Roger is currently the second-longest-running character in the Beano, behind only Dennis the Menace. However, if taken into account the strip's absence in 1960 then he would be the third-longest-running behind Minnie the Minx.

==Other characters in the strip==
- Willow and Bill Dawson, Roger’s parents. In one strip in the Beano Book from 1957, his dad is referred to as Bill. He has occasionally been shown to have been a dodger in his youth and on occasion asks Roger for dodging help.
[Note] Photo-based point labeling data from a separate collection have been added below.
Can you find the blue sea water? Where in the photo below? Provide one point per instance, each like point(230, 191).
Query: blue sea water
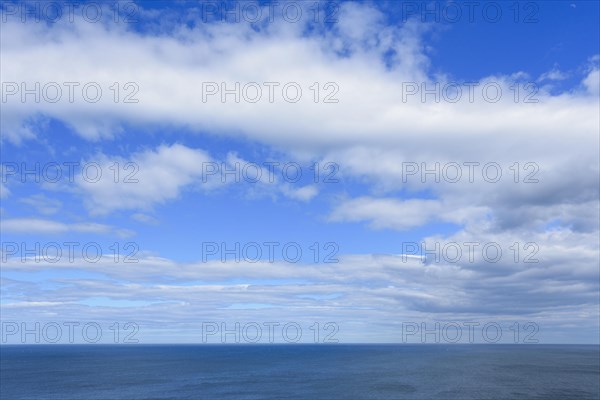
point(164, 372)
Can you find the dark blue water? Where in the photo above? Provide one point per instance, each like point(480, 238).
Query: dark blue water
point(300, 372)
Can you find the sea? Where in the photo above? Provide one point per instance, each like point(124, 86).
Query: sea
point(343, 371)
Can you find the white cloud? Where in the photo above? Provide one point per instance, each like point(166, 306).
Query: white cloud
point(46, 226)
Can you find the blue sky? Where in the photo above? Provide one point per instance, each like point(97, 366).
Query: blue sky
point(362, 215)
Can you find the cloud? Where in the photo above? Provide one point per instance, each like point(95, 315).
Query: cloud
point(152, 177)
point(48, 227)
point(42, 204)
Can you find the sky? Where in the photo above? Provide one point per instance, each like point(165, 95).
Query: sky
point(354, 171)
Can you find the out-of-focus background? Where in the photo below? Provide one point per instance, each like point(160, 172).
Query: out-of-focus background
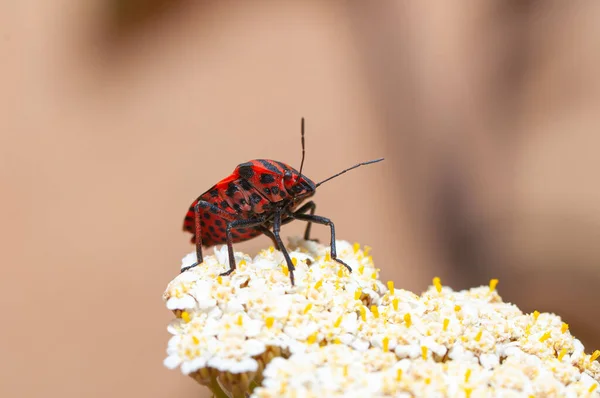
point(116, 114)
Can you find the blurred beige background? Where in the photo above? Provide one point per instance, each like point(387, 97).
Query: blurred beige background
point(117, 114)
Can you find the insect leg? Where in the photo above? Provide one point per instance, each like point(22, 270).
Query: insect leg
point(205, 205)
point(308, 206)
point(324, 221)
point(276, 229)
point(237, 224)
point(268, 232)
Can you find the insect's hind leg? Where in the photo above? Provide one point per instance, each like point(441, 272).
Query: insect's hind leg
point(253, 222)
point(288, 260)
point(324, 221)
point(199, 257)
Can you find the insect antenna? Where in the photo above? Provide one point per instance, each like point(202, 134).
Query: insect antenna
point(302, 161)
point(348, 169)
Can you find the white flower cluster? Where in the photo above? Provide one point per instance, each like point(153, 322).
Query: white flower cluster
point(346, 334)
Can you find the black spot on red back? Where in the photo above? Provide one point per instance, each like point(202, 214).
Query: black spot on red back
point(246, 170)
point(231, 189)
point(266, 178)
point(245, 184)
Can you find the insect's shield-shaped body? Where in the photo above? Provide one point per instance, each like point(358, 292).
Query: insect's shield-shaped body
point(257, 198)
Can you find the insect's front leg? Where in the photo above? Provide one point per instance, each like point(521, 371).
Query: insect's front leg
point(266, 231)
point(307, 207)
point(276, 229)
point(324, 221)
point(253, 222)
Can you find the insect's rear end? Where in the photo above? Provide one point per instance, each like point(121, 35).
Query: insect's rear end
point(257, 198)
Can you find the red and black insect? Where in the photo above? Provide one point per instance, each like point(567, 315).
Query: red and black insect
point(257, 198)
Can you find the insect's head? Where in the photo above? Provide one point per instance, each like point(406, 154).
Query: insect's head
point(300, 187)
point(297, 185)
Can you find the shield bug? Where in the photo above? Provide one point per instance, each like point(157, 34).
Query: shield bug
point(257, 199)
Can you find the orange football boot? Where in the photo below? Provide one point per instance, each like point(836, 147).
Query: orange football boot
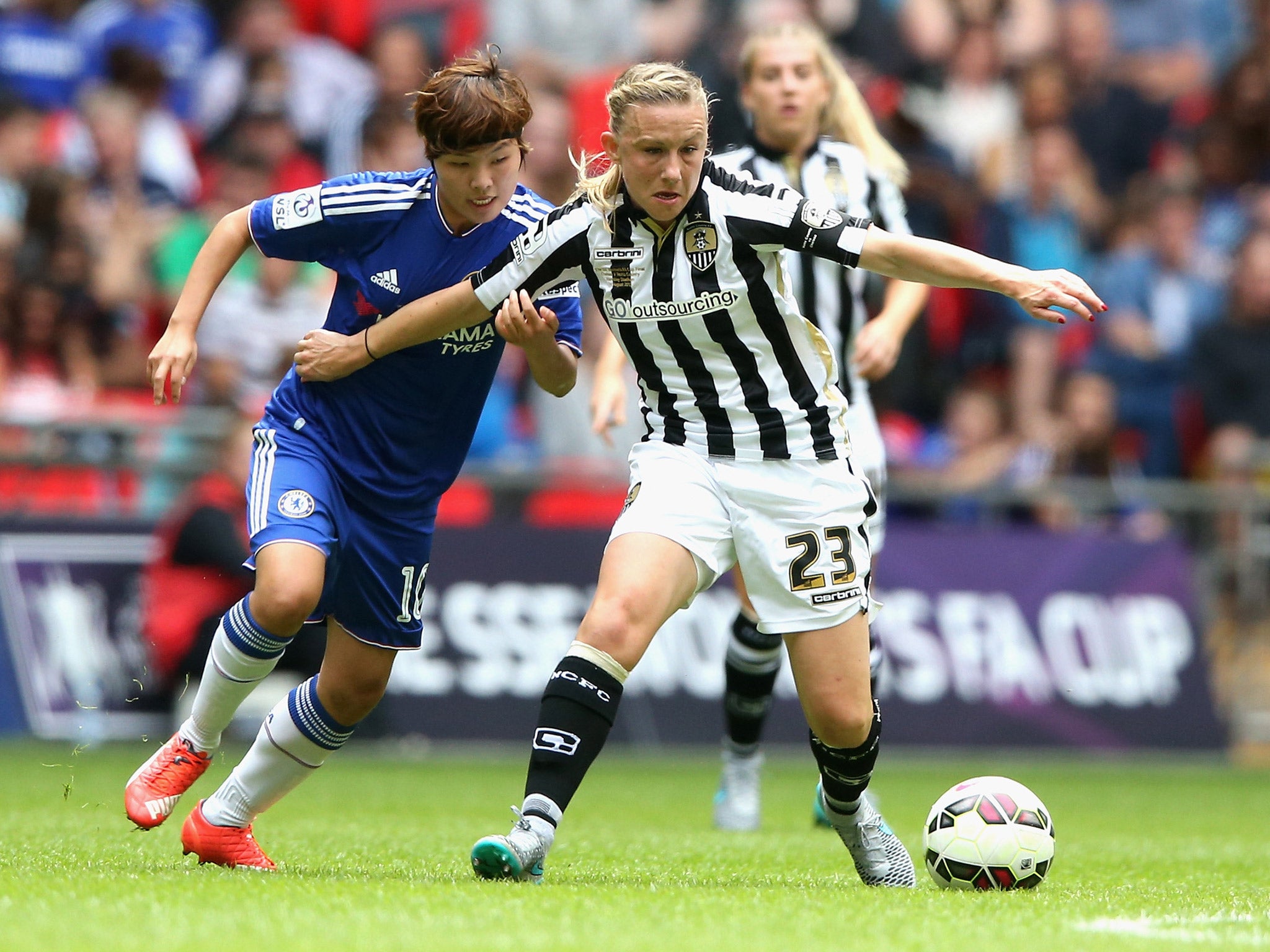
point(154, 790)
point(223, 845)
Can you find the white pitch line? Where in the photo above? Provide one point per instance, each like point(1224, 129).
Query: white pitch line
point(1240, 928)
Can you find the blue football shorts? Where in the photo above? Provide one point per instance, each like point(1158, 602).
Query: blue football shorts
point(376, 566)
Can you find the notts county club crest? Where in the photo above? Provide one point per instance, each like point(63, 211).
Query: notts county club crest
point(701, 243)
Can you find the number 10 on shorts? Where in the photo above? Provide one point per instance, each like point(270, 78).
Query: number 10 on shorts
point(412, 592)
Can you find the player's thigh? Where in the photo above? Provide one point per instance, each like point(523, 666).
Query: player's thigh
point(801, 541)
point(378, 594)
point(738, 583)
point(353, 674)
point(644, 579)
point(869, 460)
point(832, 673)
point(294, 518)
point(672, 540)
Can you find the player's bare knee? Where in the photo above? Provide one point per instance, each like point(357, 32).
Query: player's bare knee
point(613, 625)
point(352, 695)
point(841, 724)
point(281, 610)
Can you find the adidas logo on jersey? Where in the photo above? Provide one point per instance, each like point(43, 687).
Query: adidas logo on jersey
point(386, 281)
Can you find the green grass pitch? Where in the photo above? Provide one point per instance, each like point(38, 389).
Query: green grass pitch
point(374, 856)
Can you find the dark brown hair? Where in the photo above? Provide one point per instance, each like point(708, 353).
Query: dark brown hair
point(474, 102)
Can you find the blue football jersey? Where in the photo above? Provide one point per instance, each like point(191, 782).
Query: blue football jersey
point(399, 430)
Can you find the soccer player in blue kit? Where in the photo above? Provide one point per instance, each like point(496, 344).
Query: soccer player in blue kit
point(346, 475)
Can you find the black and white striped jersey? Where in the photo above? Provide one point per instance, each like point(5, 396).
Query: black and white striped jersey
point(727, 364)
point(833, 174)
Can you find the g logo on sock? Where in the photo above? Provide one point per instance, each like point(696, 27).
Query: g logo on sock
point(557, 742)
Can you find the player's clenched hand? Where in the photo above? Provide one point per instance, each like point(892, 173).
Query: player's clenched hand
point(173, 356)
point(327, 356)
point(877, 350)
point(520, 323)
point(1041, 293)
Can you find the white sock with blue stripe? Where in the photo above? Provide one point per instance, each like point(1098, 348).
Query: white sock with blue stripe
point(242, 655)
point(295, 741)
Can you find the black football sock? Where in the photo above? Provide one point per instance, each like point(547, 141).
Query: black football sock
point(751, 667)
point(578, 708)
point(845, 772)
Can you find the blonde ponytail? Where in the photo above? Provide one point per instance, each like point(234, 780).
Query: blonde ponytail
point(643, 84)
point(846, 117)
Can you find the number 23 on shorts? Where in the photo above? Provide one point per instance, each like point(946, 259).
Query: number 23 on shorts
point(809, 553)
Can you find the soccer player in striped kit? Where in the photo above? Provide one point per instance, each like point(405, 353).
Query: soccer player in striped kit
point(346, 475)
point(813, 133)
point(746, 460)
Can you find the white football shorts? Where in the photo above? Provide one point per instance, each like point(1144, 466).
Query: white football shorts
point(794, 528)
point(869, 460)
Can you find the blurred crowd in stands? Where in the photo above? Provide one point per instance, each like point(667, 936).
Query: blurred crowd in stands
point(1126, 140)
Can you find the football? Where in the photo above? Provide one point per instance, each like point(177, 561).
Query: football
point(988, 833)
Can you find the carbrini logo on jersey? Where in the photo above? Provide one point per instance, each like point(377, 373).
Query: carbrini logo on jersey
point(701, 244)
point(618, 309)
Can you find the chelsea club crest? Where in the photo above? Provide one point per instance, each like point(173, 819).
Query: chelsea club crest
point(296, 505)
point(701, 244)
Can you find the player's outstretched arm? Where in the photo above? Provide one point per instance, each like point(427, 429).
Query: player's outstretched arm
point(950, 267)
point(175, 352)
point(327, 356)
point(533, 329)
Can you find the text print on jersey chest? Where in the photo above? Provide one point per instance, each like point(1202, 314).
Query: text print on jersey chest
point(618, 309)
point(469, 340)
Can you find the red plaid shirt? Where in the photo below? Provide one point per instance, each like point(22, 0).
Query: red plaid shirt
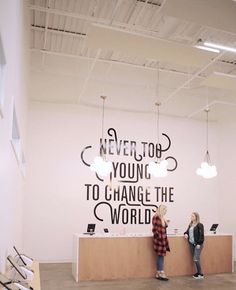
point(160, 241)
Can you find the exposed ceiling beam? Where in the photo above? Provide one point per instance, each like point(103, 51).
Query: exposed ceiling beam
point(194, 76)
point(92, 19)
point(113, 62)
point(58, 31)
point(215, 102)
point(88, 76)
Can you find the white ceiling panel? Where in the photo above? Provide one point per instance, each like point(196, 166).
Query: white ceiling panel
point(84, 48)
point(101, 37)
point(218, 14)
point(220, 80)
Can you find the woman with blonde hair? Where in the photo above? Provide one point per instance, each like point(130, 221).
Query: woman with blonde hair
point(160, 241)
point(195, 236)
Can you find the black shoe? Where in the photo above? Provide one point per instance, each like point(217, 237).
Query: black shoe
point(163, 278)
point(198, 276)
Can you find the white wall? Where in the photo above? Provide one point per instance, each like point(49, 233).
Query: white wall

In later years, his parents were renamed Les and Ada.
- His rival is a bully named Cruncher Kerr (believed to be named after Euan Kerr, though his earliest appearances predate Kerr's appointment as Beano Editor in 1994).
- Roger has had two different pets, a Crow called Joe the Crow and a Cat called Dodge Cat.
- Roger also had two friends, Crafty Colin and Sneaky Pete. These two mainly appeared in the 1990s, though Pete did reappear in the 2006 Beano Annual. However, in the late 2000s, Roger gained a new friend called Dave.
- Winnie The Wangler has sometimes appeared in the strip, as Roger's female equivalent and adversary.

==Timeline==

18 April 1953: Roger The Dodger made his debut in issue 561, drawn by Ken Reid.
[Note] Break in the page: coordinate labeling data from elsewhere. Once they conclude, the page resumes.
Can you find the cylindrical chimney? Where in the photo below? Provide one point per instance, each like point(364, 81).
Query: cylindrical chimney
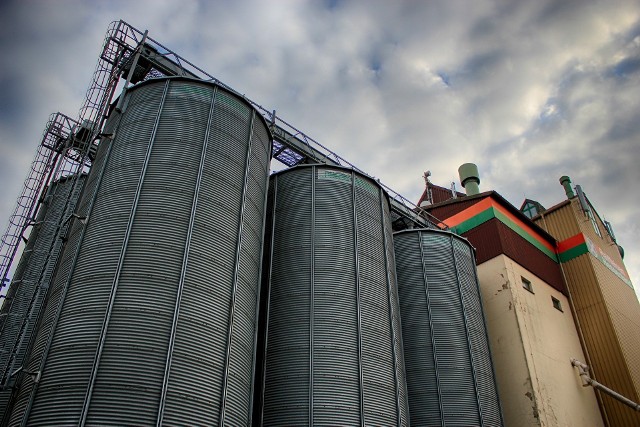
point(469, 178)
point(565, 181)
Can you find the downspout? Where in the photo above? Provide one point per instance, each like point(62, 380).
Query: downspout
point(583, 370)
point(574, 314)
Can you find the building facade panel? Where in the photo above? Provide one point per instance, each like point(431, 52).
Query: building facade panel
point(532, 343)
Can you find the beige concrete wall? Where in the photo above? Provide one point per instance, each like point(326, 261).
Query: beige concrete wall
point(532, 343)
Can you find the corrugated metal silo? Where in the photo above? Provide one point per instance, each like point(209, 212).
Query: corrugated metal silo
point(31, 280)
point(450, 377)
point(333, 345)
point(152, 314)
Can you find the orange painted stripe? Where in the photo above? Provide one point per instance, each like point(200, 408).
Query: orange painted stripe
point(571, 242)
point(485, 204)
point(524, 226)
point(470, 212)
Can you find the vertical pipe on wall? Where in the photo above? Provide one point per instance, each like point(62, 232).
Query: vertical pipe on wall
point(312, 289)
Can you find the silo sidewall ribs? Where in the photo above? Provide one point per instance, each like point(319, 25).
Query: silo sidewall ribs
point(450, 376)
point(154, 316)
point(333, 347)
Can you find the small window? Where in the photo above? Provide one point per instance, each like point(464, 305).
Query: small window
point(527, 284)
point(556, 304)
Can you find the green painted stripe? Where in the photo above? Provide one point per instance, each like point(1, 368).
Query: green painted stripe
point(574, 252)
point(474, 221)
point(490, 213)
point(525, 235)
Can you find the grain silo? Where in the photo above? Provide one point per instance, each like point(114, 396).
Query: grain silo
point(450, 378)
point(152, 313)
point(31, 280)
point(333, 342)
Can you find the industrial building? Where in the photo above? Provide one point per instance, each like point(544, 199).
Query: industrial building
point(168, 279)
point(160, 275)
point(544, 309)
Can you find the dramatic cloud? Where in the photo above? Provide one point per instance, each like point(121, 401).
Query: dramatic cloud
point(527, 90)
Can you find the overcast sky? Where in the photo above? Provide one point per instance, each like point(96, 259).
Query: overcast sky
point(527, 90)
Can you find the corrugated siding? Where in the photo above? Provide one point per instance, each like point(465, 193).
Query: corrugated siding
point(449, 370)
point(330, 356)
point(31, 280)
point(561, 223)
point(608, 313)
point(161, 305)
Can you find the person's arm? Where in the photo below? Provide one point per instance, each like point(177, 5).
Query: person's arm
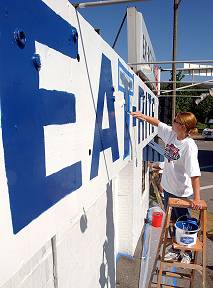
point(149, 119)
point(196, 189)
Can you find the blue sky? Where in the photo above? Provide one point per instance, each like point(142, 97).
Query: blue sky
point(194, 40)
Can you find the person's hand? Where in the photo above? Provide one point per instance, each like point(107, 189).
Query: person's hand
point(138, 115)
point(196, 204)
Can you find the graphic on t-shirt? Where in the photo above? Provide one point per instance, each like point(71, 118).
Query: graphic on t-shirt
point(171, 152)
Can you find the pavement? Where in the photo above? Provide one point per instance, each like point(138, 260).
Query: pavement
point(130, 271)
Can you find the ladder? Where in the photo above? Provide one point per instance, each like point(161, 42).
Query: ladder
point(165, 240)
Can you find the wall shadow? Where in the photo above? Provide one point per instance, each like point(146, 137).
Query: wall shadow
point(205, 158)
point(107, 268)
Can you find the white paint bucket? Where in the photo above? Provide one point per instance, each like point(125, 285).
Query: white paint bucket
point(186, 232)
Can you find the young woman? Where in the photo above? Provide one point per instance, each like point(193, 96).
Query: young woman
point(181, 169)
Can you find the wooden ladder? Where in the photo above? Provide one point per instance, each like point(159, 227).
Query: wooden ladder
point(165, 240)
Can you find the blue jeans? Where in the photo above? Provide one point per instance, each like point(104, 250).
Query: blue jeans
point(176, 212)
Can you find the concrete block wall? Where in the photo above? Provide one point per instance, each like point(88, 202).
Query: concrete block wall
point(97, 211)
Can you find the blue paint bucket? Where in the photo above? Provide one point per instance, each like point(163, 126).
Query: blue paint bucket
point(186, 231)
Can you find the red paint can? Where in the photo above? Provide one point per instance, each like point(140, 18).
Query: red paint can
point(157, 219)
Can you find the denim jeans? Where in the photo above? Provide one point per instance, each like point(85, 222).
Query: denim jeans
point(176, 212)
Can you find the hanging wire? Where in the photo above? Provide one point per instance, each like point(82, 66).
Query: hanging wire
point(92, 94)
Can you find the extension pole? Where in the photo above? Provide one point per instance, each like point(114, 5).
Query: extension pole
point(175, 10)
point(102, 3)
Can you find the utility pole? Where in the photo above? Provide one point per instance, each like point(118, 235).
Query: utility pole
point(174, 50)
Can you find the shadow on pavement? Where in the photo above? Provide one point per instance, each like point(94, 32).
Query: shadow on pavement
point(204, 156)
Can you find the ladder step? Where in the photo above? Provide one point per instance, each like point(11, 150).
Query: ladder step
point(197, 247)
point(182, 265)
point(176, 275)
point(154, 285)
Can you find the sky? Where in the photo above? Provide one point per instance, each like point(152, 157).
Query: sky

1959: Gordon Bell becomes the artist.

1960: Roger's first series ends.

April 1961: Roger returns to the Beano, drawn by Bob McGrath.

1962: Reid becomes Roger's artist again.

1964: Robert Nixon takes over.

1973: Tom Lavery takes over.

circa.1975 Roger starts wearing trousers full-time

1976: Frank McDiarmid takes over.

1986: Nixon returns to draw Roger again, he moves to two pages and Roger The Dodger's Dodge Clinic is introduced.

1992: Roger The Dodger's Dodge Clinic ends.

April 1993: Roger's 40th anniversary is celebrated.

January 2003: Barrie Appleby takes over after Nixon's death.

2011: Appleby stops drawing Roger to focus on Dennis and Gnasher, and Roger's Dodge Diary is introduced alongside Nixon reprints.

2012: Appleby resumes drawing Roger after Nigel Parkinson takes over Dennis and Gnasher.

July 2013: Jamie Smart takes over as artist.

April 2014: Wayne Thompson takes over as artist.

July 2014: Barrie Appleby returns as artist.

April 2023: Roger's 70th anniversary is celebrated.

==In other media==

===TV===

Roger appears on the cover of 1994's Beano Videostars but not on the video itself. He also made a non-speaking appearance in an advert for The Beano along with Dennis and Gnasher, Minnie the Minx, Billy Whizz, Teacher from The Bash Street Kids and Biffo the Bear. As such, Roger the Dodger is yet to have been given a voice actor.

===Theme park===

- Roger appeared in the Beanoland section at Chessington World of Adventures with his own ride, Roger the Dodger's Dodgems.

===Video games===

- Roger appeared in the PC racing game Beanotown Racing as a playable character. His vehicle was a checkered bumper car.
- Roger also featured as a character in The Beano Interactive DVD which consisted of mini-games and a few short animations.